Sure. On La Quinta, as I mentioned, we're really -- we're expecting that to contribute about $9 million to $11 million of EBITDA a month, give or take a little bit for seasonality as we work through the back half of the year. And this -- that includes the system growth as well as the strong RevPAR that La Quinta has been delivering so far this year. So I would say that, that's factored into the numbers that we're providing. And as Geoff mentioned, we've been excited about the RevPAR growth we're seeing on the -- seeing in the La Quinta brand.
And then, I guess, a follow-up on M&A. How important is an established pipeline versus maybe being able to plug into your sales force as you think about potential acquisition opportunities?
I think it's very important. And it gives us great comfort and great credibility with the team that we've inherited from La Quinta that's joining our sales force when you look at just how strong that pipeline is. As David mentioned, 90% of it's new construction, it's established, it's with developers that want to do more, it's with developers that are building our other brands. And to look at a new construction pipeline now of -- that's 70% of our pipe, especially as we continue to focus on new construction and focus on bringing in higher-quality deals, it's very important.
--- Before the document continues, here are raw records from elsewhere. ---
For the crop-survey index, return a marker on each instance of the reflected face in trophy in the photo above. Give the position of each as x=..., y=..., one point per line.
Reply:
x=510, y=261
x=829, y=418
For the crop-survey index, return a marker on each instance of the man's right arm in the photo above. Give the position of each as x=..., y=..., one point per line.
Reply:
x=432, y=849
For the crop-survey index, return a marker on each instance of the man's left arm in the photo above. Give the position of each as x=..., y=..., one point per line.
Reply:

And one last one, if I can sneak it in. I think you alluded to this, but on the revenue synergy side, which is not included, I guess any kind of timing we should be thinking about and milestones or things that you would need to implement before being able to capture those?
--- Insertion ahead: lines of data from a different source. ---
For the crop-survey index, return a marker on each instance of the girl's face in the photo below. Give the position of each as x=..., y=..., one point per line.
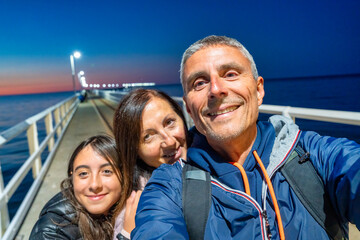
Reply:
x=162, y=138
x=96, y=185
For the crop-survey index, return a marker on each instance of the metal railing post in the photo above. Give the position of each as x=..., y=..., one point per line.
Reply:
x=4, y=212
x=33, y=142
x=49, y=128
x=62, y=114
x=57, y=120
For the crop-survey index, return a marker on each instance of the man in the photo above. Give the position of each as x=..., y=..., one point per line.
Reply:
x=223, y=92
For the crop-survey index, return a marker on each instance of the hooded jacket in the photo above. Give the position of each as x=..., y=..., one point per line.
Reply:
x=55, y=221
x=237, y=215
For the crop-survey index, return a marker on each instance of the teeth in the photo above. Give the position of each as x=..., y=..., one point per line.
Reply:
x=230, y=109
x=170, y=155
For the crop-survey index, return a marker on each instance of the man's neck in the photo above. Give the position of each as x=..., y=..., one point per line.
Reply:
x=236, y=150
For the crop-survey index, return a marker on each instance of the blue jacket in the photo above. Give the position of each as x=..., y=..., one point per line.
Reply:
x=236, y=215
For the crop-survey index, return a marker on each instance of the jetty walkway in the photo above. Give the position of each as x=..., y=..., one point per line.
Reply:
x=92, y=117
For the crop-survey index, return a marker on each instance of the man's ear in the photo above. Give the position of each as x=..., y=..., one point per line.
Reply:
x=260, y=90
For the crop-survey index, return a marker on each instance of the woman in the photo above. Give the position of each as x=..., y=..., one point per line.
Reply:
x=150, y=130
x=90, y=197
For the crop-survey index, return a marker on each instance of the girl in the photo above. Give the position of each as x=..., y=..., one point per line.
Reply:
x=90, y=197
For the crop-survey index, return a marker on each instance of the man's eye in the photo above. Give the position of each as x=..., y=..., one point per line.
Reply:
x=107, y=171
x=231, y=74
x=198, y=85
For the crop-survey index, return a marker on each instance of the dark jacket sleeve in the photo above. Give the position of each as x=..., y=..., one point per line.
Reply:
x=55, y=221
x=159, y=213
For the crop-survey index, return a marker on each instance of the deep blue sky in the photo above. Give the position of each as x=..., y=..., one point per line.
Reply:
x=136, y=41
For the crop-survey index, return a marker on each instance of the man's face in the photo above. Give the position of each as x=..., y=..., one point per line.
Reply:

I think the -- with respect to La Quinta, as I mentioned, the longest poles in the tent are really the integration of technology and the loyalty program. And I think that's fairly typical in terms of what we see in transactions. But our hope in La Quinta is to have that done within a 12 to 13-month period. And as a result, that puts -- it should put us in good position to deliver full run rate synergies as we move into the second half of 2019.
That's right. Our teams are really focused now and working with the La Quinta team on the technology side. And we expect -- David and I believe our central reservation system cutover to be happening towards the end of the first quarter. And the heavy lifting and the work that's going on through the back half of this year and the first 2 months of 2019 will create for these franchisees a central reservation system that's more distributed and more connected than they've ever had. It's what the La Quinta franchisees are most excited about, is getting off of legacy technology and onto our platform. [indiscernible] will come the loyalty benefits, which are also so important. While we've matched their loyalty program, the La Quinta return program, which has 13 million members, with our award-winning program, the ability to earn and burn points and drive more business direct, which has been our strongest probably-win this quarter in terms of driving more business direct to our franchisees through the Wyndham Rewards program, will also begin to accrue to them towards the end of the first quarter of next year.
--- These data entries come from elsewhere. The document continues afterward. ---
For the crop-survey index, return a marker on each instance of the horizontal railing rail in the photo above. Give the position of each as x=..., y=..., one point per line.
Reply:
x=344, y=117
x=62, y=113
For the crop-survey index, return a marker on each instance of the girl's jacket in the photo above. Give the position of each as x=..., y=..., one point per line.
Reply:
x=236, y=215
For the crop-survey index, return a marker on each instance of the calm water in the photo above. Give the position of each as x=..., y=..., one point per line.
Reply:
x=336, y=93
And it appears we have no further questions. I would like to return the floor to Geoff Ballotti for closing remarks.
Well, again, thanks, everybody, for joining us today. And Matt and David and I will certainly be available after the call for any follow-up questions. I know we've got 1 to get back on. But again, we're really excited. And we hope everybody will join us in watching the Wyndham Championship coming up on the Golf Channel on CBS in a few short weeks, August 16 to the 19th. And again, thanks for the time today. Thanks, operator.
Thank you. And this does conclude today's Wyndham Hotels & Resorts Second Quarter 2018 Earnings Conference Call. We ask that you disconnect your lines at this time, and have a wonderful day.